As I think (and hope) I've said numerous times throughout this website, genetics is a changing science. Information that was up to the minute a couple of years ago is now terribly out of date.
For example, the main culprit gene in Dr Coming's day (1990) was 4q31, which has since been disproved. Then, on the Genetics page of this website, written about 2006, the main gene was 11q23.
So, when I got the chance to check back into OMIM (the best online resource I've found for this stuff) I was not surprised to see that 11q23 has been relegated to the status of secondary contributing gene.
It now appears a study by Miranda, Wigg, Cabia, Feng, Sador and Barr shows the very palindromic 13q31 position is the area of major concern, specifically the SLITRK1 gene in this region. Since it was announced numerous studies have been done on SLITRK1. While they cannot undoubtedly prove that it is the correct gene yet, they have ruled out a lot of reasons why it wouldn’t be correct.

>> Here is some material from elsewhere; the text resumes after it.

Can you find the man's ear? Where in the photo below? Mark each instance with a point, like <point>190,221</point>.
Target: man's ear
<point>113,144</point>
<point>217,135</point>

On OMIM, however, the biggest change has come from the description of the genes themselves. Instead of saying "We think that chromosome position 11q23 is where the problem lies, the current OMIM line is that they have ruled out only half of the human genome in the search for TS, and in fact genes that sit on chromosome 2, 3, 4q, 5, 7, 11 and 17q25 have all been implicated in increasing the severity of GTS conditions.
If I may, smugly, refer back to something I said a couple of years back:
Consider Black eye syndrome:
'Sue' was hit in the eye with a cricket ball, and got a bruise.
'Bob' was bitten by a mosquito next to the eye, and it bruised.
If DSM IV-TR was used, these people would both have "Black-eye syndrome", even though the cause is completely different!
It looks like this parallel is still valid today, if not more so! You can have a mutation at 4q31, or 11q23 or even 5q7 and you may show signs of Tourette’s Syndrome. Even if you share no genetic similarity between you and another person, you can both still have TS.
Now, what this means for the general person on the street with TS, is that you could have a genetic test done on you and your wife, and neither could show a mutation at 13q31, and you could go on to have all TS children.
So, the best way to determine if your child is going to have a GTS symptom is a pedigree after all! A genetic test would have to take into account almost half the human genome, and would take forever!
That's a bit of a blow for genetic engineering on GTS (for the moment) but it does mean that seeing a genetic councilor is currently, and will be for a long time, the best option you have!